I’m convinced we still look for leaders who impress. But God has a different standard for, and requirement of, leaders.

Putting Leadership in Its Place

We’re told that everything rises and falls on leadership. In contrast, Scripture views leadership as important but not ultimate. We need leaders (Titus 1:5). Some leadership tasks need to get done.

“As important and central as is the ministry of the Word of God, writes D.A. Carson, “the thoughtful pastor/elder/overseer will devote time and energy to casting a vision, figuring out the steps for getting there, building the teams and structures needed for discharging ministry and training others, building others up, thinking through the various ways in which the gospel can be taught at multiple levels to multiple groups within the church, how to extend faithful evangelism and church planting, how to engage the surrounding world as faithful believers, and much more.” Leadership matters.
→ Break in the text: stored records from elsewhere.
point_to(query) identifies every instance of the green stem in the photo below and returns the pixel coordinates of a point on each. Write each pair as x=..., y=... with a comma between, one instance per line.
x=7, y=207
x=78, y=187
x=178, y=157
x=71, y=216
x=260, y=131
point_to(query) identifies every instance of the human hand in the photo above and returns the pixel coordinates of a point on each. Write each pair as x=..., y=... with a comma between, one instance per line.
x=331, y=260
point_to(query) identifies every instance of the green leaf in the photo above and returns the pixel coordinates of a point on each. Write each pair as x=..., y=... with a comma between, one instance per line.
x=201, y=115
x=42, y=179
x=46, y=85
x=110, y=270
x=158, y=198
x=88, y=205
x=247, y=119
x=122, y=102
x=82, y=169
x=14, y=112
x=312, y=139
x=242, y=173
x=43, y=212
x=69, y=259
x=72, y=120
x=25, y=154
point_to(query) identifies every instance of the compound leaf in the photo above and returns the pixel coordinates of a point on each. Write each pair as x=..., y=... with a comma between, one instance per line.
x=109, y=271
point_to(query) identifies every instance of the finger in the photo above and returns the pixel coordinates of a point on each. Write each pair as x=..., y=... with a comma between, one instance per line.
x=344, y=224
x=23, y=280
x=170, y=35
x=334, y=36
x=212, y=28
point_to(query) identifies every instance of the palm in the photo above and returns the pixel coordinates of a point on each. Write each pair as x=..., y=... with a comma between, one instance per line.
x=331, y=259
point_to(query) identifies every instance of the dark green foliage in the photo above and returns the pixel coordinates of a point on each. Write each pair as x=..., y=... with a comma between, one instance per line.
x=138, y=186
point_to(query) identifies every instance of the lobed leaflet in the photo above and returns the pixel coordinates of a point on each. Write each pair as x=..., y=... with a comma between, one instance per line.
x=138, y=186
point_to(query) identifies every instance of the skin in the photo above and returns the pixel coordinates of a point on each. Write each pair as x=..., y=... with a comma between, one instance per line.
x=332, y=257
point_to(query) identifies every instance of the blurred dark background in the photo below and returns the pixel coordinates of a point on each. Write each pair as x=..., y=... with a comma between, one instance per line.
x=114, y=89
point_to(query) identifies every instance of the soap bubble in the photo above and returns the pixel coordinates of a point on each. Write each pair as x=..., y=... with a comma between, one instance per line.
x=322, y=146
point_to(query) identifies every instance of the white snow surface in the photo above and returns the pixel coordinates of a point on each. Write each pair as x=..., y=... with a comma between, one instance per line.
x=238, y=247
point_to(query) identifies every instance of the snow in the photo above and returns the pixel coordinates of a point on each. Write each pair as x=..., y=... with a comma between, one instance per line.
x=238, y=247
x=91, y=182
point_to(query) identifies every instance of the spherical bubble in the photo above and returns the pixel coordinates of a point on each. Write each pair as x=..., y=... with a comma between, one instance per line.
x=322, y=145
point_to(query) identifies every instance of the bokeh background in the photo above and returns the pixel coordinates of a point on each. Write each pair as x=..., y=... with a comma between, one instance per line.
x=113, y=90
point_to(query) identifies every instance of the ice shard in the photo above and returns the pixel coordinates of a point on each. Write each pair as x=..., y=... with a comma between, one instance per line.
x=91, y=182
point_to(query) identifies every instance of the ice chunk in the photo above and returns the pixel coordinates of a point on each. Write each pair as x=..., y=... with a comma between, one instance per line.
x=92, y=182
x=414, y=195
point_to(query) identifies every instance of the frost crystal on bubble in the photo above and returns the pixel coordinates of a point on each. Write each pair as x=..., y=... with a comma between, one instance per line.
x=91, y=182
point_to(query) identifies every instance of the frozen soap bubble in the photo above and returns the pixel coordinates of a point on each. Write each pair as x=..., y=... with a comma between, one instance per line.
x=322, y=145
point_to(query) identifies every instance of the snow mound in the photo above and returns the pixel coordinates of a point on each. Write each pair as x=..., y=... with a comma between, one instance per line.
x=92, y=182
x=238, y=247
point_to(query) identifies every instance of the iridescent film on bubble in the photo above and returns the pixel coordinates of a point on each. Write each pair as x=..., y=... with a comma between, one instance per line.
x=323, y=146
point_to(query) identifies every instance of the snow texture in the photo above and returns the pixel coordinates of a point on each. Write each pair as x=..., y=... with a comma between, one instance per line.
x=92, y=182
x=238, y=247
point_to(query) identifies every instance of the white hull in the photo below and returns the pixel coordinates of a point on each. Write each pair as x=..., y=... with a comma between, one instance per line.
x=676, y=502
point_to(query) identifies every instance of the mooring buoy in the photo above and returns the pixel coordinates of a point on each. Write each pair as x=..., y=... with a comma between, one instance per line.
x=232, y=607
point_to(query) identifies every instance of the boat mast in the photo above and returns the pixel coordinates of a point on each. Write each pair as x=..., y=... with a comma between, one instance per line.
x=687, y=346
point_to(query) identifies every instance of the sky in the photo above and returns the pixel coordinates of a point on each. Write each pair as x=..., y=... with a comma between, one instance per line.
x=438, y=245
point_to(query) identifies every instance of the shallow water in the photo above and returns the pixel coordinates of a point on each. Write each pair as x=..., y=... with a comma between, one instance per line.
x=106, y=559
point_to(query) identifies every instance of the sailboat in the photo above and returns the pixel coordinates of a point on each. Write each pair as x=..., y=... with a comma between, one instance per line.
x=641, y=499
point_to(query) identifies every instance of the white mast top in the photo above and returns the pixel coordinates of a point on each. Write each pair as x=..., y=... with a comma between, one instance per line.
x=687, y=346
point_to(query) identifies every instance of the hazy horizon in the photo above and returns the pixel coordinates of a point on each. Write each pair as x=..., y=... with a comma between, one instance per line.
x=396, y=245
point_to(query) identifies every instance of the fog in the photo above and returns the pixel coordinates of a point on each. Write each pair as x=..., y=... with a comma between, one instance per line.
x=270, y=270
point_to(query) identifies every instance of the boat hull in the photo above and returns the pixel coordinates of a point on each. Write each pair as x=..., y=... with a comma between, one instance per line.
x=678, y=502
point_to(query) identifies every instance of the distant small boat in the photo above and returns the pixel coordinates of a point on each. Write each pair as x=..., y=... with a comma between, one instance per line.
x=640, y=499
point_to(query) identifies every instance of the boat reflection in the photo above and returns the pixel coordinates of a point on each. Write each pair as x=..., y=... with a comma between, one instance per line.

At the same time, leadership isn’t everything. Every leader in Scripture is a flawed one, and leaders come and go as the gospel spreads throughout the world. In Acts, leaders come and go with little notice. One of the greatest leaders lists failure and suffering on his leadership résumé, not strengths (2 Corinthians 11:21-30).

Leaders matter, but not as much as we think. The power is never in the right leadership technique but in the Spirit working through imperfect people. Our confidence is always in God and his gospel, not in individual leaders.

Leaders matter, but not as much as we think. The power is never in the right leadership technique but in the Spirit working through imperfect people.

A New (Old) Kind of Leader

One of the church’s most urgent tasks is to think biblically about leadership and to resist the world’s pattern for leaders.

We must learn how to resist the cult of leadership. We think that getting the right leader in place will make all the difference. To be sure, God uses godly leaders. But our hope is never in a person. People come and go. Our hope is in what only God can do. Thank God that he chooses to uses weak, imperfect people. “Better a godly elder with mediocre leadership gifts than a charismatic leader with glaring moral flaws,” writes Jeramie Rinne.

We must also expect both more and less from our leaders. Expect more: more character, more conviction, more ability to defend the gospel against attack (1 Timothy 3:1-7). But also expect less. Expect that leaders will raise up other leaders and not lead alone. Expect them to be replaceable. Expect leaders to disappoint. The Corinthians were impressed by the super-apostles and disappointed by Paul, but Paul was okay with that (2 Corinthians 11). Few things are as impressive as a leader who’s stopped trying to be impressive.

We need a new kind of leader, one who’s trying to be an old kind of leader: taking cues from Scripture rather than culture on what it means to lead; not looking for personal status; serving rather than accumulating power (Mark 9:35).

The best leaders are convictional leaders. They may be weak. They may not be impressive. But they serve and point to the one who has the power, and then get out of the way. That’s the kind of leader we need.